Today, Giuliani says he's "a little sensitive" to critics who suggest he has profited from his 9/11 fame.
"I was pretty successful before Sept. 11 and fully expected that when I left being mayor I would be very successful," he said, adding he'd always planned to practice law and form a security concern.
"What did Sept. 11 do? It took me from 60-70 percent name recognition as mayor of New York to about 90 percent. Of course it had an impact. But it's not the only reason I was successful," he said.
The national political stage is one area where Giuliani's been decidedly unsuccessful.
He entered the 2008 presidential race with great fanfare, leading all national polls of Republican voters despite his moderate positions on social issues like abortion and gay rights. He stressed his credentials on security and terrorism in the campaign — so fervently that then-Delaware Sen. Joe Biden, competing for the Democratic nomination, mocked him in a nationally televised debate.
"Rudy Giuliani, there's only 3 things he mentions in a sentence. A noun, a verb, and 9/11," Biden said, to laughter and applause.
Giuliani's campaign also made serious strategic errors, eschewing early state contests like Iowa and New Hampshire in favor of Florida, whose primary came weeks later. He went down to an embarrassing defeat, dropping from the race after spending nearly $59 million to win just one delegate.
Today, he says he's learned from the experience.
"There is a reality to the primary process and you don't win primaries by being ahead in national polls. You win them by winning Iowa, by winning New Hampshire, by winning South Carolina, winning Florida," Giuliani said. "There were a hundred other mistakes but maybe the hundred others we could have overcome."
Giuliani says he's seriously eyeing another run for the nomination despite the spectacular failure last time. He's critical of President Barack Obama, saying the Democrat has made a faltering economy even worse.
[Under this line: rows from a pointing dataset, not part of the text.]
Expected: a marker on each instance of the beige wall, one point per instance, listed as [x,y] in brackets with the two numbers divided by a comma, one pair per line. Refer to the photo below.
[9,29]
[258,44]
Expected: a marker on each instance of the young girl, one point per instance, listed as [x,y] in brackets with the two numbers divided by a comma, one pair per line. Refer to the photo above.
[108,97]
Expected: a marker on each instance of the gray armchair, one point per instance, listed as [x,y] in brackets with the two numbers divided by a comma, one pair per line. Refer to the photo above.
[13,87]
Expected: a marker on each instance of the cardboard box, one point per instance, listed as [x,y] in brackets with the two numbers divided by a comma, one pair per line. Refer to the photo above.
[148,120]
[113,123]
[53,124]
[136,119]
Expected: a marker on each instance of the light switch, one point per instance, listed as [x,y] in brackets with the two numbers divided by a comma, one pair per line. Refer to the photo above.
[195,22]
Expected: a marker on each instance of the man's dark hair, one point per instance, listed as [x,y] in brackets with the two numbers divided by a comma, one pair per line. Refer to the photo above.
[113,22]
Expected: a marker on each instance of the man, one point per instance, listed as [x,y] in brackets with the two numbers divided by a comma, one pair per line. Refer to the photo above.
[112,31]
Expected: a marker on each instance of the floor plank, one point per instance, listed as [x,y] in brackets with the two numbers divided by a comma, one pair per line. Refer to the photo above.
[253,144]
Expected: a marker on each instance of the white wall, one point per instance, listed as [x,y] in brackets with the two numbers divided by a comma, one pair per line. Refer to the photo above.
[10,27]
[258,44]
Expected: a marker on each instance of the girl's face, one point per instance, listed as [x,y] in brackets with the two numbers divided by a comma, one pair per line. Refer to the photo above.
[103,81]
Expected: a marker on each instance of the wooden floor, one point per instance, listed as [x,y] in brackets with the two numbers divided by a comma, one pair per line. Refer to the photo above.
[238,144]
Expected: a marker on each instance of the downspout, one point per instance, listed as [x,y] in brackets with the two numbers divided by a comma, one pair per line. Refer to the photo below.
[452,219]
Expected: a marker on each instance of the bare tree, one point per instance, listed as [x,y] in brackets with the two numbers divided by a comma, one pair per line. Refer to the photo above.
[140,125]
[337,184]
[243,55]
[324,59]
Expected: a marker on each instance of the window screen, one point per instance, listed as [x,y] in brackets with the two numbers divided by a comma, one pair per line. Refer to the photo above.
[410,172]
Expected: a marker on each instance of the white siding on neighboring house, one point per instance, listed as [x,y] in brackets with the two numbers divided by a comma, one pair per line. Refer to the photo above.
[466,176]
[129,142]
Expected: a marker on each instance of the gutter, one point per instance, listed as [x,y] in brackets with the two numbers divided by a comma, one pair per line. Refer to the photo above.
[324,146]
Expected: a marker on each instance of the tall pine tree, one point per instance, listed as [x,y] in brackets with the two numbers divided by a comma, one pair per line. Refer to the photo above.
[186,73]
Giuliani would focus mainly on winning New Hampshire, a state whose Republicans are more moderate than those in Iowa and where independents can vote in the primary. The issue environment has vastly changed since 2008, and Giuliani insists he's got the credentials voters are seeking.
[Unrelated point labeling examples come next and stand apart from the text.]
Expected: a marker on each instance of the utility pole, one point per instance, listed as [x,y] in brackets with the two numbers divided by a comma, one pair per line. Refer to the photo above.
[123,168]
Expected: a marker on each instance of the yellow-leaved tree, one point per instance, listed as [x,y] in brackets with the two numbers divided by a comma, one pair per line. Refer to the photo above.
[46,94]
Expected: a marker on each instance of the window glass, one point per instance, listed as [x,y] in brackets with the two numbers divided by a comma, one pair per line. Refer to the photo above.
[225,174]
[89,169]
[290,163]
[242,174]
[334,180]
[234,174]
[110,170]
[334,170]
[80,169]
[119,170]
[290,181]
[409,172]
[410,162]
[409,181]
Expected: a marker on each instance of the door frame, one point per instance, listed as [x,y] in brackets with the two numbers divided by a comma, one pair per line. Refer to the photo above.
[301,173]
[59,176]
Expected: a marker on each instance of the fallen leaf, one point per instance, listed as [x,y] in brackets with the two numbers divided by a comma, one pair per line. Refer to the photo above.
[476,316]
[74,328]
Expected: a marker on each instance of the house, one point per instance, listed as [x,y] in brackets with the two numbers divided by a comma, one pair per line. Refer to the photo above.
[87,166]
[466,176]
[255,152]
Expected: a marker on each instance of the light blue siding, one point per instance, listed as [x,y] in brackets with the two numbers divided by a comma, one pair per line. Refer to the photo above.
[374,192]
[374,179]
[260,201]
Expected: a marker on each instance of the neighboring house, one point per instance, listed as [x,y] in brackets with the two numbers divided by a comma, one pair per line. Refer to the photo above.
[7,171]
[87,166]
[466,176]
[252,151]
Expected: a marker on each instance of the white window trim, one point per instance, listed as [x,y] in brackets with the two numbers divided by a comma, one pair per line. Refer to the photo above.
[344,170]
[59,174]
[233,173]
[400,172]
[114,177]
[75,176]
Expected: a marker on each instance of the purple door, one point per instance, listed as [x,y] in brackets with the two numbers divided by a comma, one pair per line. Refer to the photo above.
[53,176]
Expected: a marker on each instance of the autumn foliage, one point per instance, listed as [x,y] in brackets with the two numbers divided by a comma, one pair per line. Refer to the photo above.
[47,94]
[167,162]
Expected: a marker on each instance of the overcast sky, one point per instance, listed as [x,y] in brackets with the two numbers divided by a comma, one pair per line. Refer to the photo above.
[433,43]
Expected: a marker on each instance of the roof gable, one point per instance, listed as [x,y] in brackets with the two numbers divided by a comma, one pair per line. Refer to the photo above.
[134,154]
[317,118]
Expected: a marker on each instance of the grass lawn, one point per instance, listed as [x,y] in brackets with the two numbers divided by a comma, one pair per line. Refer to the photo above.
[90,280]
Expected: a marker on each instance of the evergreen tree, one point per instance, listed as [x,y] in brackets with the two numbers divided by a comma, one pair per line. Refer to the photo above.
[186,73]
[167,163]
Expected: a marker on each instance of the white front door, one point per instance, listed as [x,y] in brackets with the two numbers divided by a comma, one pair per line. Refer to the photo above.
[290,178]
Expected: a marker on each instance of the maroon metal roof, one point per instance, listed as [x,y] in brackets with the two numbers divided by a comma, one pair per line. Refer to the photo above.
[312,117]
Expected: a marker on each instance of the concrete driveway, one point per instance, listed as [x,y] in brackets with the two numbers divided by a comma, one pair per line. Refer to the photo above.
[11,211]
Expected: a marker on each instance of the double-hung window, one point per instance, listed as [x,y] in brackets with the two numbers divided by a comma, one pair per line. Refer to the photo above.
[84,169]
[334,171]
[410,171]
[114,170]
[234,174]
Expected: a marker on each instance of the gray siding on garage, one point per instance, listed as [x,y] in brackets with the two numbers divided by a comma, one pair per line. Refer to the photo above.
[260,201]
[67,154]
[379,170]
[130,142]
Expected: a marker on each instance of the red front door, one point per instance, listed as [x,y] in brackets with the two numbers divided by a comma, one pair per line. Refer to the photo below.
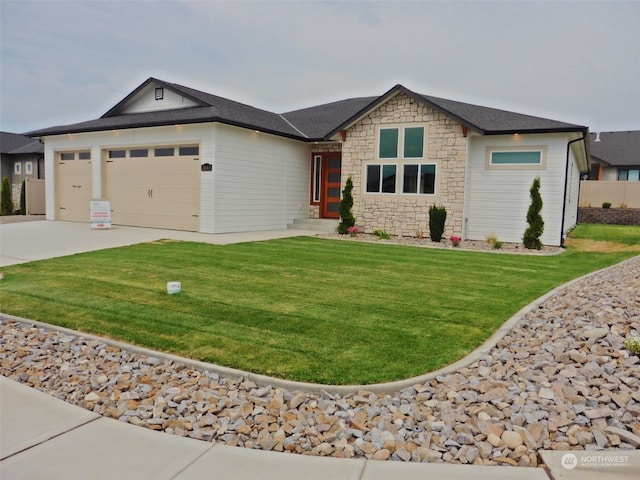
[331,185]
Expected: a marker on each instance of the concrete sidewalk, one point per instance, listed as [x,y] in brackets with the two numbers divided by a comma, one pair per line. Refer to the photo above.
[43,437]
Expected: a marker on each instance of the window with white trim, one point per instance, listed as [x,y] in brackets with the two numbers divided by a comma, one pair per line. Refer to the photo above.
[522,157]
[381,178]
[419,178]
[532,157]
[401,142]
[629,175]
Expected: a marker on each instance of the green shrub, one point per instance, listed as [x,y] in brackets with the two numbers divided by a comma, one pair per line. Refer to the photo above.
[437,218]
[6,203]
[534,231]
[23,199]
[347,219]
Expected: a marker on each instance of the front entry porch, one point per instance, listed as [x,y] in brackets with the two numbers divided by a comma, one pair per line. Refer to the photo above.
[326,184]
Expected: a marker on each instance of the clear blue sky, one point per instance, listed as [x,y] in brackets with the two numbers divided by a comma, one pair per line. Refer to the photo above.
[69,61]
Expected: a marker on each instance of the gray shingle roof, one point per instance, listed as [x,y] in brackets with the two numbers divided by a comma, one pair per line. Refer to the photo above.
[313,123]
[15,143]
[616,148]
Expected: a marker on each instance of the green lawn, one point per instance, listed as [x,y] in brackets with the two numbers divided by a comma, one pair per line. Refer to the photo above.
[325,311]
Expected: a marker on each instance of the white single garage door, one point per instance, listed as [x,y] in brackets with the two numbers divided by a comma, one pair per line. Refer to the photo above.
[73,186]
[154,187]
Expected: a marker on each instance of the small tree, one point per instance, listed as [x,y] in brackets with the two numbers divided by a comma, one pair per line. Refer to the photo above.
[346,217]
[23,199]
[437,218]
[6,203]
[534,231]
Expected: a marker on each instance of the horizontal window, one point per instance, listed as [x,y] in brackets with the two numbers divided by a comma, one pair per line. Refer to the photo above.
[516,158]
[419,179]
[381,178]
[630,175]
[188,151]
[139,153]
[164,152]
[117,153]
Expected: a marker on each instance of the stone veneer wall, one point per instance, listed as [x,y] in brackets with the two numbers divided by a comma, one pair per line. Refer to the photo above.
[401,214]
[318,148]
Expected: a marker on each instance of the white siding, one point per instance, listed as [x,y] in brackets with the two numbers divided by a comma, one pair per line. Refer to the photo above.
[261,180]
[497,200]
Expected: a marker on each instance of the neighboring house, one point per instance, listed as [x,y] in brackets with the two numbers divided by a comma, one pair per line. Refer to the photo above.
[615,156]
[614,176]
[174,157]
[21,158]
"I wouldn't de-emphasize (national security) but right now you have to talk about what people are concerned about, and what they're concerned about is the economy," Giuliani said. "I do have the economic credentials. I ran one of the most complicated economies in the United States and one that was in terrible trouble. And I turned it around."
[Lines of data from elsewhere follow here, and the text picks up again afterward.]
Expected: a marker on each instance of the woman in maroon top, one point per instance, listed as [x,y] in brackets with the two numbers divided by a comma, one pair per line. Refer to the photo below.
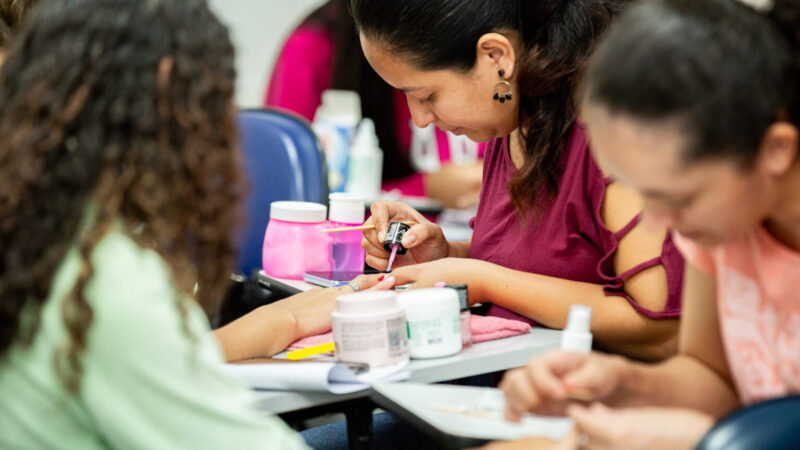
[551,230]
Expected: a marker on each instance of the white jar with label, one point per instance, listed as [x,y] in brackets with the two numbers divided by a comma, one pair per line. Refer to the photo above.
[369,327]
[433,321]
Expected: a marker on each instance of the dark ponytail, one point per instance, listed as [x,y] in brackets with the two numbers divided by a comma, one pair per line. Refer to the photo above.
[719,70]
[558,36]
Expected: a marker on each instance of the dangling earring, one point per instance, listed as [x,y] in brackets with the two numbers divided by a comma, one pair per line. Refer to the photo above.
[498,95]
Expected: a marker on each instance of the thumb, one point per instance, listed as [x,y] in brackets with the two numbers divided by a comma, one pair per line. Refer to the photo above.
[420,234]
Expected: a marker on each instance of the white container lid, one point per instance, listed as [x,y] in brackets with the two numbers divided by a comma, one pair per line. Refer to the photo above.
[577,336]
[339,106]
[430,301]
[303,212]
[366,302]
[347,208]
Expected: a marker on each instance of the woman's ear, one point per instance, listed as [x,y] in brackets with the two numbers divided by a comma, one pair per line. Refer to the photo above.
[496,51]
[778,148]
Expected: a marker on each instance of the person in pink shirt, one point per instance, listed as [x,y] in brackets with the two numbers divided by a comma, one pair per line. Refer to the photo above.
[324,53]
[696,105]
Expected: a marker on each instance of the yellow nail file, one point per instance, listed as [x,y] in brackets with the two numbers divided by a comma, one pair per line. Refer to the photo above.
[310,351]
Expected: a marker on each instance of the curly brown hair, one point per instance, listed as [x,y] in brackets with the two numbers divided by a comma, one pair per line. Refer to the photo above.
[122,107]
[11,15]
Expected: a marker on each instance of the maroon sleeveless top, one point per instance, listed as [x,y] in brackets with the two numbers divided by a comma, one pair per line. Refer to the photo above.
[568,239]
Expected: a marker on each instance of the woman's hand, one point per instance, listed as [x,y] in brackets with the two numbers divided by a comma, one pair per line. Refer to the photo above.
[311,310]
[456,185]
[548,383]
[424,241]
[600,427]
[271,328]
[450,270]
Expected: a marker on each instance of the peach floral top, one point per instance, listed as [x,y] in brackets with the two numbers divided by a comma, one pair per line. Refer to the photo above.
[758,301]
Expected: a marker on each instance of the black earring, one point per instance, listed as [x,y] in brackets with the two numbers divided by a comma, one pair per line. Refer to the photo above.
[498,96]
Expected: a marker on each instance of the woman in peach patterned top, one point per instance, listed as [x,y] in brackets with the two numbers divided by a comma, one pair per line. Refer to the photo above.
[696,105]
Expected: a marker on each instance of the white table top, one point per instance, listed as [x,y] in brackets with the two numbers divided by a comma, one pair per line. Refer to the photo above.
[422,404]
[485,357]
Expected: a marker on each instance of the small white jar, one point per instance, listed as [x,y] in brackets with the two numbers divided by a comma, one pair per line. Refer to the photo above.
[433,321]
[369,327]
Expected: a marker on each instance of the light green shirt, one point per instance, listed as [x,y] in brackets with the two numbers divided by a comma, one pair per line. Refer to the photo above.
[145,383]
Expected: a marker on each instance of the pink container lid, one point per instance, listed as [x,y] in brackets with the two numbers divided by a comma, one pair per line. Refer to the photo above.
[303,212]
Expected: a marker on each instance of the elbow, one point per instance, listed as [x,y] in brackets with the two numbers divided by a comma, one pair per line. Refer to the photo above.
[656,341]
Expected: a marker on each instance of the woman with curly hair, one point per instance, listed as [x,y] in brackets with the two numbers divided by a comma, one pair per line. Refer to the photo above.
[119,181]
[11,14]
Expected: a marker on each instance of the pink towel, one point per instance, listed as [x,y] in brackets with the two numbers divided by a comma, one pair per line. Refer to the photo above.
[489,328]
[483,328]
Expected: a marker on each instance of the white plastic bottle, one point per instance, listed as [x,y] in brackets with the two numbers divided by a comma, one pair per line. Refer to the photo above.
[346,210]
[576,337]
[366,163]
[335,123]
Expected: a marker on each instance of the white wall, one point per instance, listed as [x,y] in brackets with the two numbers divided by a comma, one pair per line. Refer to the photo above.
[258,29]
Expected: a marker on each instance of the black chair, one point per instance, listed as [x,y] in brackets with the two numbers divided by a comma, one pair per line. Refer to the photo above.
[773,425]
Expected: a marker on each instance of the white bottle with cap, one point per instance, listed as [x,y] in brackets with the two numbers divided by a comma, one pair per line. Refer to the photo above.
[347,210]
[335,123]
[366,163]
[576,337]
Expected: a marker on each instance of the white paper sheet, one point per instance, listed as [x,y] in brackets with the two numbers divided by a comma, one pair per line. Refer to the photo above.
[336,378]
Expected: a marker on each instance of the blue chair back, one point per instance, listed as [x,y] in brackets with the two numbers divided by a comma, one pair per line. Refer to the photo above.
[283,160]
[773,424]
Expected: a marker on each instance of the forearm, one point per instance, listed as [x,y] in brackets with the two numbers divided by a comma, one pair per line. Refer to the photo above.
[458,249]
[616,326]
[263,332]
[681,381]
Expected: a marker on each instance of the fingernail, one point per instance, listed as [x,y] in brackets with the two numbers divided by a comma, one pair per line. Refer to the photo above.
[409,240]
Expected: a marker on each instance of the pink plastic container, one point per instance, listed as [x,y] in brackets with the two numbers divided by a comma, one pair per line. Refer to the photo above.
[294,242]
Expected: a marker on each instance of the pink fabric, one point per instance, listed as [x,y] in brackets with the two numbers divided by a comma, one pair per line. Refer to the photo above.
[758,304]
[569,240]
[303,70]
[487,328]
[483,329]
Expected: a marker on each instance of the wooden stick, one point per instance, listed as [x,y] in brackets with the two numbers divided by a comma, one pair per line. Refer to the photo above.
[360,227]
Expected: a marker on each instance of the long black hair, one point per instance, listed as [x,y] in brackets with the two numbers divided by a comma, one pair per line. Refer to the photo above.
[557,36]
[351,71]
[720,70]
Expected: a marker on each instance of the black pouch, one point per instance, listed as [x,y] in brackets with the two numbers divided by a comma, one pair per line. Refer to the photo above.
[246,294]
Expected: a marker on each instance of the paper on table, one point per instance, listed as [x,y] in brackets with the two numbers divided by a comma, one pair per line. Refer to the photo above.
[336,378]
[450,409]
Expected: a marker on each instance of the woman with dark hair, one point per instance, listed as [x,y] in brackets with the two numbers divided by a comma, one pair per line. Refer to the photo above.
[324,52]
[696,105]
[119,188]
[11,14]
[551,229]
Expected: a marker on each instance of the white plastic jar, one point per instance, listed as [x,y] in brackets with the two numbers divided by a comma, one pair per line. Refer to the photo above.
[369,327]
[433,321]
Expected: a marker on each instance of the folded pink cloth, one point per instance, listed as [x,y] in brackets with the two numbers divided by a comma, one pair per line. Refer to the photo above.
[483,328]
[489,328]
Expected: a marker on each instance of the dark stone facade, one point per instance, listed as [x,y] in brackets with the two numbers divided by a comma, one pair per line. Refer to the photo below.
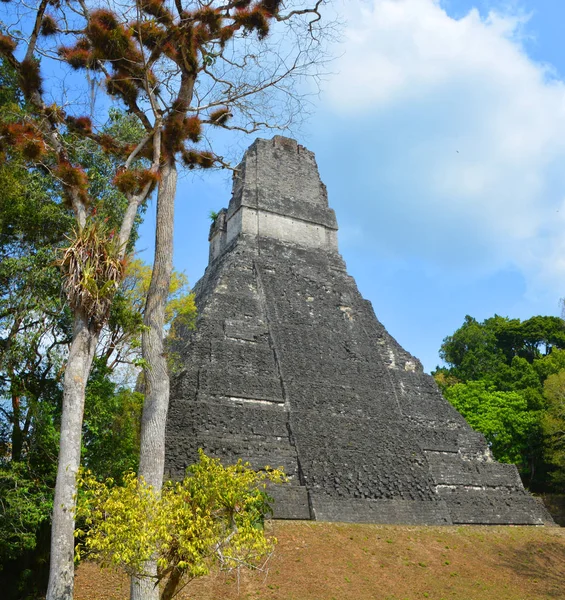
[289,366]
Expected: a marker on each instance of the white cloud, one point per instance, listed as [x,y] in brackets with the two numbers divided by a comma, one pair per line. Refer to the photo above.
[458,137]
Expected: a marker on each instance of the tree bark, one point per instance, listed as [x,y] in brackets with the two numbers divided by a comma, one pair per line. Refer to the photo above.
[154,417]
[61,573]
Giuliani said he wouldn't make a final decision until well after the 10th anniversary of the 9/11 attacks, probably the end of September. Several other top contenders, including Texas Gov. Rick Perry and former Massachusetts Gov. Mitt Romney are already campaigning for the nomination.
"I'm going to sit down and talk it over with Judith, wake up one morning and have a decision," Giuliani said. "Part if it will be how the other candidates perform and whether I have confidence one of them can beat President Obama. I'm not sure of it yet."
Sept. 11, 2001, was primary day in New York City, and voters were heading to the polls to choose candidates to succeed Giuliani.
The primary was postponed because of the attacks. And in November, another Republican, billionaire media executive Mike Bloomberg, narrowly won a close race against Democrat Mark Green in part because Bloomberg received Giuliani's endorsement.
With Bloomberg stepping down in 2013 after three terms, would Giuliani ever consider running to reclaim the post that made him famous? He laughs and says no.
"I don't go back, I go forward," Giuliani said. "You also have to realize, been there, done that."
He added, "Going back and doing something over never works. All my ideas, all my thoughts, all my experiences are set in a certain time period. New York City probably needs something different now."